Head-Fi.org › Forums › Equipment Forums › Computer Audio › How does USB audio transfer work ?
New Posts  All Forums:Forum Nav:

How does USB audio transfer work ?

post #1 of 22
Thread Starter 
Just trying to get a handle on how exactly it works behind the scenes. I am finding bits and pieces of information but nothing to put the whole picture together. In simple terms -

Between the host(pc) and the device(soundcard/dac) which side controls the transfer and the timing ?

Does the device send a request to the pc everytime it is ready for more data ? or it is just a synchronized/timed transfer that keeps happening at a fixed interval ?

Does the pc send data to the device one sample at a time or in batches (many samples together) ?

post #2 of 22
In short USB audio protocols are one way street, the host sends the data like S/PDIF without possibility for retransmit.

I have never found the answer for the timing issues. Is the audio stream really like S/PDIF in the bus or does the DAC have to reclock it? If reclock, how to avoid underflow/overflow errors?

I understand some devices have their own proprietary communication using normal USB data protocols, the USB audio streaming means any device can be used without special drivers.
post #3 of 22
In addition to a variety of proprietary solutions from vendors there is a generic Device Class Specification for USB in version 1.0 and version 2.0 plus some associated format specs.

While the transport is isochronous and you do not get retransmissions there are modes that are not just one way with the source/PC sending data to the audio device.

In standard isochronous mode the receiver must estimate the playback rate by averaging over the incoming data. The master clock is a multimedia timer in the PC and the USB audio receiver uses a buffer with a software PLL to adapt to whatever the average data rate from the PC is.

With async mode there is a secondary connection back from the device to the PC where the device can tell the PC how much data to send, so it effectively slaves the PC to its local clock.


post #4 of 22
Originally Posted by thomaspf View Post
With async mode there is a secondary connection back from the device to the PC where the device can tell the PC how much data to send, so it effectively slaves the PC to its local clock.
Has anybody implemented that?
post #5 of 22
My best guess is that units such as the 0404 USB and other "pro audio" USB devices that have the capability to record/play at 96/192 kHz must use such an arrangement, as they require device specific drivers and operate above the max sample rate defined in the USB Audio standard.
post #6 of 22

Everything you wanted to know about USB audio but where afraid to ask

Goodsound, others;

Basically when any usb device is plugged into a computer the computer ask's the device for what is called it's enumeration. This is a big table of information that declares what the device can do etc. You can look at some of this information on a PC with USBView and MAC's with USB Prober.

In Audio without drivers there is basically 3 methods of Iscosynchronus (ISO) transmission:

1) Sync, not used much basically the device strickly tracks the computer on the sample rate.
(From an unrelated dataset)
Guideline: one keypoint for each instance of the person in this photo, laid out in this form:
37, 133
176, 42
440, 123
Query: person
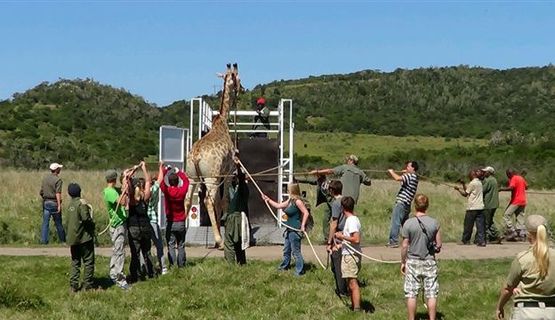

2) Adaptive here the data is buffered and the sample clock is updated every so often to match the computer.

3) Async here the device tells the computer what rate to send the data with a feedback packet. Kind of like a flow control 3 byte data packet tell the computer to slow up or speed up the data flow. Most promising.


If you write a driver then you can do just about anything but most are doing what is called Block Mode (0404 USB). The computer sends down packets and the device spills it out. Block mode is a low priority and therefore can cause skipping and stuff which some of you have seen.


Ok back to ISO stuff...

In the enumeration you declare what is called the rate of the SOF (Start of Frame) packet. This is a one byte packet usually for audio sent every 1ms that determines the timing from the computer in Adaptive mode. In Async mode I use this to dertemine what size of data my buffer has and if I should slow down or speed up the data flow.

Typically what happens in all operating systems is that a packet is sent between each of the SOF frames. Since these happen every 1ms let's look at what we have.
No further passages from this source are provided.